Chemistry for Sustainability

Teaching

Enzyme Mimics in Organic Synthesis (Year 4 Lecture Course)

Research Interests

Enzyme Mimics 

Enzymes are the ultimate enablers of precise chemical transformations. Until recently, chemists have not had the synthetic tools to efficiently assemble 3D scaffolds such as those found in enzymes – let alone the ‘active site’, which performs the key chemistry. My research seeks to utilise supramolecular self-assembly to rapidly access tunable 3D cage scaffolds.  The challenge is to then desymmetrise these geometric scaffolds to generate specific 3D environments such as those found in enzymes. The developed synthetic cage structures will be tuned for molecular-sensing and catalysis applications, specifically those requiring a level of atomic precision and pre-organisation currently beyond the reach of small molecule tools. 

 

Soluble Robust Organic Cages 

Chemical self-assembly typically requires rigid, geometrically-matched building blocks able to undergo “self-healing” (reversible bonding) to access closed (rather than oligomeric or lattice-like) structures. Due to these constraints, the resulting structures are often highly symmetric and poorly soluble.
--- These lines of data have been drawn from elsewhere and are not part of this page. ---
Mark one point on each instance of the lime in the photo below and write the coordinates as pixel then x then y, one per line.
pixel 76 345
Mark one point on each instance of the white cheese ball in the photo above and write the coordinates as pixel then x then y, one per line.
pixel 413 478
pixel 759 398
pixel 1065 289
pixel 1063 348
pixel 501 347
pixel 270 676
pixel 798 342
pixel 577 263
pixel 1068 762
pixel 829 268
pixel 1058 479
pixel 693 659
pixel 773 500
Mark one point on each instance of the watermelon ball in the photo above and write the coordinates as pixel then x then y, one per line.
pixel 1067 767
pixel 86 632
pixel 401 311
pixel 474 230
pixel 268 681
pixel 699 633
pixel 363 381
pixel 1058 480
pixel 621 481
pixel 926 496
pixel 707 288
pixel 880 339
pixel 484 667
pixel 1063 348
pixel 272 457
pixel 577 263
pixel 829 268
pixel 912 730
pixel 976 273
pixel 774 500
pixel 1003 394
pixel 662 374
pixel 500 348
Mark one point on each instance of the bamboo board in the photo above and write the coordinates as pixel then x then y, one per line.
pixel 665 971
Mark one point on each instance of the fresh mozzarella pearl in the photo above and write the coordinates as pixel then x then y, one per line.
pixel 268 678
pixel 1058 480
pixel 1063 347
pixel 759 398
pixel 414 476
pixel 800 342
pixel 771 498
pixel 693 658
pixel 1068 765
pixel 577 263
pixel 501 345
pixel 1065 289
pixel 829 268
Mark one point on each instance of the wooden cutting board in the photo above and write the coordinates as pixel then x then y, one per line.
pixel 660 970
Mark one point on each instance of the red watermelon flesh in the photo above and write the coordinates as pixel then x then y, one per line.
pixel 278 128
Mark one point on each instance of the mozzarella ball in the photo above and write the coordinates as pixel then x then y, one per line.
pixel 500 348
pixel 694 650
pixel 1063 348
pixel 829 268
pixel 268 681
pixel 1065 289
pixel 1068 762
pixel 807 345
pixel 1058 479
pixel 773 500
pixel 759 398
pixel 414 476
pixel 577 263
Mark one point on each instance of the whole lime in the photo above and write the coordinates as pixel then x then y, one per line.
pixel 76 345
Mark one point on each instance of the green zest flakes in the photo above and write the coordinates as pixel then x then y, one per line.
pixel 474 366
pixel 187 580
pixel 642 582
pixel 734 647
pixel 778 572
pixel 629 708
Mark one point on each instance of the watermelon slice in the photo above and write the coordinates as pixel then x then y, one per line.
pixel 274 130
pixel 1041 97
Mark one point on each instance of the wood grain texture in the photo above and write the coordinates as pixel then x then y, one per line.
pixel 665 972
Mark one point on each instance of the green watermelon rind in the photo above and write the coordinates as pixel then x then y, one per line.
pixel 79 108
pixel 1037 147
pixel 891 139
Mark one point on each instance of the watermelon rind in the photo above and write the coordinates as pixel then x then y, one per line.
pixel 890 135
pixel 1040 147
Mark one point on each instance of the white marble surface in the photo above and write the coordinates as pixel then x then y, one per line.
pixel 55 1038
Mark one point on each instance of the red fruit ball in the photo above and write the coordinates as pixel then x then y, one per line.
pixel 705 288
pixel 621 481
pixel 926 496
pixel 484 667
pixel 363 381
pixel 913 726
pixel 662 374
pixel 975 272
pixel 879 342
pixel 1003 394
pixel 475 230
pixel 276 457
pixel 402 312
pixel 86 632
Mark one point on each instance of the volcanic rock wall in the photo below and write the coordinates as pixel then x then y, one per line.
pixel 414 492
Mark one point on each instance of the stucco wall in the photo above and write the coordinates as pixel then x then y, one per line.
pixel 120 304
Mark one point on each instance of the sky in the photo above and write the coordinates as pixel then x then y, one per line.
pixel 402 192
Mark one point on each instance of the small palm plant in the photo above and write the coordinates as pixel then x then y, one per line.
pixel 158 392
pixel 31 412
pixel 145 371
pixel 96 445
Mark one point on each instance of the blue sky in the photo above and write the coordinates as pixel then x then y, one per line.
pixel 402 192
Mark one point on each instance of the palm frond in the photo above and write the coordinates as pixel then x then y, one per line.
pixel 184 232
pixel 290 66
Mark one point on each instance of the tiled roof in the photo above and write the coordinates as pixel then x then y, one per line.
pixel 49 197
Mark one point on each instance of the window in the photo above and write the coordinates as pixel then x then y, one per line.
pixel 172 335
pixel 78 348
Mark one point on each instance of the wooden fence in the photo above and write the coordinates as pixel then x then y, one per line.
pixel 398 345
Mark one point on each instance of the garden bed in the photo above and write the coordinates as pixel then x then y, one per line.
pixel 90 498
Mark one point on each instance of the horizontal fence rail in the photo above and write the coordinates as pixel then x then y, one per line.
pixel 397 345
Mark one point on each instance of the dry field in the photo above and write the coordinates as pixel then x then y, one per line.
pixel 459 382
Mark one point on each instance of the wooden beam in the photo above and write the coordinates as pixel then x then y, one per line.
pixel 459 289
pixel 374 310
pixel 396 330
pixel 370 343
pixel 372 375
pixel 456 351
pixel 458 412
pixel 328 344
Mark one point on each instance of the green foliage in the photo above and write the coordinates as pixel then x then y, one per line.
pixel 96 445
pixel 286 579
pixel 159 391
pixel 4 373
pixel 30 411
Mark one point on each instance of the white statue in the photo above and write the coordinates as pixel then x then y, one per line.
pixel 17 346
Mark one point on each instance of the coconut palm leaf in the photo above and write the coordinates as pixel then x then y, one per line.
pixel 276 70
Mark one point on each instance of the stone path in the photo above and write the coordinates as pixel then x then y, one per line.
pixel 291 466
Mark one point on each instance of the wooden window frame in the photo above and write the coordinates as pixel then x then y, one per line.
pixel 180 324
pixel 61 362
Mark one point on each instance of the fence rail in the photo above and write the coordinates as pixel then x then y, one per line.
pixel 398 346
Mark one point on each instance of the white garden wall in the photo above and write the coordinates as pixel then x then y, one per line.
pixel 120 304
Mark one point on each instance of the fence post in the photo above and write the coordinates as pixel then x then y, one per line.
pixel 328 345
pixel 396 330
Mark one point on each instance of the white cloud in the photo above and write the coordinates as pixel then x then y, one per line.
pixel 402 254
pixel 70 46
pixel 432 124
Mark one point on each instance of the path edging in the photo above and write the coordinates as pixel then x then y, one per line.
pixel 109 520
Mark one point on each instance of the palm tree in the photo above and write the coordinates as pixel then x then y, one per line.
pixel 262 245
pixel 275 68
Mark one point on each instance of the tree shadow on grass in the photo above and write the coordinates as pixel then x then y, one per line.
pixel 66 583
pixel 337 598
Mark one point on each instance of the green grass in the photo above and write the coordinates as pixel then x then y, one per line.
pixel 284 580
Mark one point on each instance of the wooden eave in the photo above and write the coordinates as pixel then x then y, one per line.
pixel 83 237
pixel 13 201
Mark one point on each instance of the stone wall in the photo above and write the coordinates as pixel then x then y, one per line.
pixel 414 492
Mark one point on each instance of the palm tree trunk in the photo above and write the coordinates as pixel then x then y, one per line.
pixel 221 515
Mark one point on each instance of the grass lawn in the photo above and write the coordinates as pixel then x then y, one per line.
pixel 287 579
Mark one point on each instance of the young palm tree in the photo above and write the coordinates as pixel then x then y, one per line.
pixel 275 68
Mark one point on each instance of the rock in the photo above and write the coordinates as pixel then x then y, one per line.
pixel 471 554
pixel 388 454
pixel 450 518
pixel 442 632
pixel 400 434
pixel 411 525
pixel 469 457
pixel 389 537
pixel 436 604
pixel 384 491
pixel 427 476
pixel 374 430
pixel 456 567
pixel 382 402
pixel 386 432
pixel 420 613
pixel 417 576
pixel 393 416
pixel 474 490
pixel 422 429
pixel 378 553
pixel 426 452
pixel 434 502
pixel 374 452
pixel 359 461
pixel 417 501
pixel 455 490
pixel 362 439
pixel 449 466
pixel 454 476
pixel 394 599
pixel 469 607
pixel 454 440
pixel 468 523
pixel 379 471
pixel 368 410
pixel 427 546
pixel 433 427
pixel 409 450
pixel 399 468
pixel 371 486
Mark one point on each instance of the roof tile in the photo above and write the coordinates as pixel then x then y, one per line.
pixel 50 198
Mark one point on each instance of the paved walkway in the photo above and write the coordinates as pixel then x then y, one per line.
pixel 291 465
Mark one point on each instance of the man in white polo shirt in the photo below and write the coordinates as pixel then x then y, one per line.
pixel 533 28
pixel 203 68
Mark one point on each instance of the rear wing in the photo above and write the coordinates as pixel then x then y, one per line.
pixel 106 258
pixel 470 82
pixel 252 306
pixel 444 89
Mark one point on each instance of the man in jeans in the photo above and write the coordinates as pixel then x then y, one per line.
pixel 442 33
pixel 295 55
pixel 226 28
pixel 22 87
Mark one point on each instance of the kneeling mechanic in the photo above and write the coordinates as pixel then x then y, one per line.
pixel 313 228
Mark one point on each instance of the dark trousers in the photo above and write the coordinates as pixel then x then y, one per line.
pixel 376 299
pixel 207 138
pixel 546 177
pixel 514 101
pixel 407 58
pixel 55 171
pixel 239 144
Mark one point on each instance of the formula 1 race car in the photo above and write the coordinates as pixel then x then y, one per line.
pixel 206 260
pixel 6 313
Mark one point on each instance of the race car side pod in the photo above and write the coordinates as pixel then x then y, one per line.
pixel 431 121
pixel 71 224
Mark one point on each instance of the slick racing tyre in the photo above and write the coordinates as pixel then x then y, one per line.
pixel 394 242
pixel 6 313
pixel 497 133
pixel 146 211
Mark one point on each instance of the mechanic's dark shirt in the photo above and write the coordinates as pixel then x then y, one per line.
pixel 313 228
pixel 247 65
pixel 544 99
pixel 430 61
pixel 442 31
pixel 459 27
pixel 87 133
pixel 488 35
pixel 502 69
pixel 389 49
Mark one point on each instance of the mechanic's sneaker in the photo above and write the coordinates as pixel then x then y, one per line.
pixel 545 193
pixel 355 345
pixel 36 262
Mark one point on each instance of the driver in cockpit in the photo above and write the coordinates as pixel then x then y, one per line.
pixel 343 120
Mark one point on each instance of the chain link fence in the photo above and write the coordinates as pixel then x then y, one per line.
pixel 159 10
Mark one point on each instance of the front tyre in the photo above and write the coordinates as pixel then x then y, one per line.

My research seeks to develop highly soluble organic cages and methods for their desymmetrisation. The soluble cages have functional handles both inside the cavity and around the periphery, and display fascinating enzyme-like behaviour – chemical reactivity that arises from the precise arrangement of the residues around the cavity. The tunability of these cages means that, in principle, libraries of enzyme-like cavities can be synthesised. This approach, if successful, will allow goal-oriented molecular sensing (for example, using dynamic covalent combinatorial chemistry to design hosts for specific guests). We are currently working towards enzyme mimic catalysts for selective transformations of biomolecules and the degradation of polymers.